Сегодня с ресентиментом обычно связывают популизм – по определению представительство низших классов. Но, как проницательно писал Ричард Сеннет еще по поводу Ричарда Никсона, «его симпатии – не приверженность новому порядку, но скорее чистое негодование, ressentiment по отношению к порядку существующему. В глубине души его политика – это политика пренебрежения к знати, критикующая недоступность привилегированных школ; класс, к которому он апеллирует, ненавидит привилегированных, но не собирается упразднять сами привилегии. Критикуя истеблишмент, представители этого класса (курсив наш. – Л. Ф.) надеются пробить в его стенах брешь, через которую они сами смогли бы по одному пробраться по ту сторону»[45]. Что же это за класс? Точно не пролетариат, по крайней мере американский. Как настойчиво подчеркивает Пол Фассел, пролетарии совсем не завидуют самым высшим классам; напротив, все оттенки зависти низших к высшим легко обнаруживаются между различными градациями среднего класса[46].

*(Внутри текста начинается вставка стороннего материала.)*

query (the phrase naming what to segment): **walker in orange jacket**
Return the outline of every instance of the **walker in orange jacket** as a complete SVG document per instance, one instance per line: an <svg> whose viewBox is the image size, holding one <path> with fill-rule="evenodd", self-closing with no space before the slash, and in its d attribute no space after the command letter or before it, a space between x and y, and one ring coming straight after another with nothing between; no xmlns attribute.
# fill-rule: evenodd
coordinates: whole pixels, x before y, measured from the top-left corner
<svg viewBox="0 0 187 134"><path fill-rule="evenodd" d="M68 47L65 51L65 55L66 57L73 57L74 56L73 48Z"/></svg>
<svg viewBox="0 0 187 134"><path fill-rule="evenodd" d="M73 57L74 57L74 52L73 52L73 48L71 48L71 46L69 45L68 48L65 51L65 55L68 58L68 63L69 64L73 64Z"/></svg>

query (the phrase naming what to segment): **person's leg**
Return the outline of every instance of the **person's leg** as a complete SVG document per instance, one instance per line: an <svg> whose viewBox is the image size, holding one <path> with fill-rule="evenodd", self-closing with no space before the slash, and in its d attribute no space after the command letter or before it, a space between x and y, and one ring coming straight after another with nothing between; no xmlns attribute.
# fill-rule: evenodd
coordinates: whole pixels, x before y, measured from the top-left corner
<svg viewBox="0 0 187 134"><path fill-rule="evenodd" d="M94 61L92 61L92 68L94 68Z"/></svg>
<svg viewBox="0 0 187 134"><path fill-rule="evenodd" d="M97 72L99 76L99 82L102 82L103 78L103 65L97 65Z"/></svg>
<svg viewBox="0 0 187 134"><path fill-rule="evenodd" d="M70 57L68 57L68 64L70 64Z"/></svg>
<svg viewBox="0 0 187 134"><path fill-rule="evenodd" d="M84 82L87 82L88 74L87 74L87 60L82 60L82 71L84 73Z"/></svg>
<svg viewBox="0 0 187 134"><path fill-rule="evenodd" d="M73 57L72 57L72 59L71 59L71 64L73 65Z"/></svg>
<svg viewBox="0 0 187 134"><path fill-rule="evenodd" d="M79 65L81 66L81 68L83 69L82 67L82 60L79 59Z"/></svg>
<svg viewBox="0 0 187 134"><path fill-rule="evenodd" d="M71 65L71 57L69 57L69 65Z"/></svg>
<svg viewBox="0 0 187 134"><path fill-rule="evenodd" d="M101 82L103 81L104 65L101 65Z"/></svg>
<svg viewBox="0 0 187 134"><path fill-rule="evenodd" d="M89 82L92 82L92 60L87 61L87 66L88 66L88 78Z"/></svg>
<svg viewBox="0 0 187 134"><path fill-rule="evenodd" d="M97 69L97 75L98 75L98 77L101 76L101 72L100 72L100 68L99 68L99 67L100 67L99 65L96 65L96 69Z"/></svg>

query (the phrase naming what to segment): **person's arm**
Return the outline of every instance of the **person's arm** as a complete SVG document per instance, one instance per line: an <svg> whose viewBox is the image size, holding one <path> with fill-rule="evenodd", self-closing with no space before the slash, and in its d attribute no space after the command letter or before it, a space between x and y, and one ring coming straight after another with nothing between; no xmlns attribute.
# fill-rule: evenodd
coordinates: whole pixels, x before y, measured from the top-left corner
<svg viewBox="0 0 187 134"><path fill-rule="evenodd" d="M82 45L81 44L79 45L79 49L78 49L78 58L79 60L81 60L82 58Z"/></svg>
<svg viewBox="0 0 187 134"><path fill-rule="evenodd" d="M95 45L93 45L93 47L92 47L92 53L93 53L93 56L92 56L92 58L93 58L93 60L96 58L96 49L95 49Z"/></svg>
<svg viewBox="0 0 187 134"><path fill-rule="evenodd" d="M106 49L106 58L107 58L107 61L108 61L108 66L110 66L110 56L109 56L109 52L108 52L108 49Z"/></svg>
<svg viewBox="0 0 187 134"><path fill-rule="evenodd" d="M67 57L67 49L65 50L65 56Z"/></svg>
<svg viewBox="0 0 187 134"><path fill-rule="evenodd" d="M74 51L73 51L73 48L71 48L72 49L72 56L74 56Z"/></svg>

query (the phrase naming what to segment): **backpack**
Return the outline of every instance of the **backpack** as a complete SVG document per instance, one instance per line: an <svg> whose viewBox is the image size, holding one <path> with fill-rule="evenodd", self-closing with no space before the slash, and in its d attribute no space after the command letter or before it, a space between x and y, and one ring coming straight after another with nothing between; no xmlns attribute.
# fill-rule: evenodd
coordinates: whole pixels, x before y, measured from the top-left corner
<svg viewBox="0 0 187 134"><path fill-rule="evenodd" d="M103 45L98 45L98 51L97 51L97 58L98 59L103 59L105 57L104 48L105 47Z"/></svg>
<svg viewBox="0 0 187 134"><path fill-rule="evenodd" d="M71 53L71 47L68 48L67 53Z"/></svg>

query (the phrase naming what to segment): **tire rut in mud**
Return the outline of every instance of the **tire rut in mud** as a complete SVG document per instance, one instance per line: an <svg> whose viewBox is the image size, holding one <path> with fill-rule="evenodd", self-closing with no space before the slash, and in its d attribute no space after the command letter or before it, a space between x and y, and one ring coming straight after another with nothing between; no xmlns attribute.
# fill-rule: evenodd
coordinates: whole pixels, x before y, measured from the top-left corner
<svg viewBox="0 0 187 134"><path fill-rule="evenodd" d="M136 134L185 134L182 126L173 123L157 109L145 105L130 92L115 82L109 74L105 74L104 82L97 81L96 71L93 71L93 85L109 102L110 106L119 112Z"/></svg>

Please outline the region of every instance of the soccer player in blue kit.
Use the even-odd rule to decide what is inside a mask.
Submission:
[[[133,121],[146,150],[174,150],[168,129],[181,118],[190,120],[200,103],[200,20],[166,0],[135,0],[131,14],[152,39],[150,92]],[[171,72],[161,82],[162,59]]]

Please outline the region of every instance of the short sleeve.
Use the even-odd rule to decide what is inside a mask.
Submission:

Поэтому картина, согласно которой рабы и маргиналы совершают колоссальную духовную работу по переоценке ценностей, в результате чего чувства бессилия и отчаяния, желание мести и осознание того, что она не может реализоваться в адекватных поступках, подвергаются колоссальной культурной переработке, и в итоге бессилие трансформируется в силу, поражение – в победу, а «ressentiment сам становится творческим и порождает ценности»[47], выглядит малоубедительной. Не стоит забывать, что революционеры, которые формулируют и воплощают на практике «ресентиментные» теории, обычно происходят из не самых обездоленных слоев, а часто все из тех же аристократов[48] или буржуа. То же касается и феноменов, в которых типичным для ресентимента образом тесно переплетаются политика и искусство. Так, «школа ресентимента»[49] в Америке возникла не тогда, когда негры были рабами, а женщины домохозяйками, а тогда, когда многие из них стали университетскими профессорами и развернули идеологизированные этнические, гендерные и «квирные» штудии. И поскольку речь зашла о политиках идентичности, с которыми нередко связывается современный ресентимент, стоит особо заметить, что он выражается в категориях достоинства[50], защиты оскорбленных чувств, компенсации за прежние несправедливости в форме привилегий[51]. Все это вызывает ассоциации с этосом некоего привилегированного, квазиаристократического социального слоя, который если и не страдает сам, то озвучивает чаяния страдающих на своем языке.

Иными словами, генезис ресентимента следует искать в высших классах или близких к ним социальных группах. Но, конечно, нельзя отрицать, что в дальнейшем свойственный ресентименту комплекс моральных чувств и поведенческих стратегий может быть перенят другими классами. В этом виде он обращает на себя внимание в эпохи, когда угнетенные классы приобретают реальные возможности для изменения своего положения или, во всяком случае, получают основания считать, что могли бы достичь большего, если бы такая возможность им была предоставлена.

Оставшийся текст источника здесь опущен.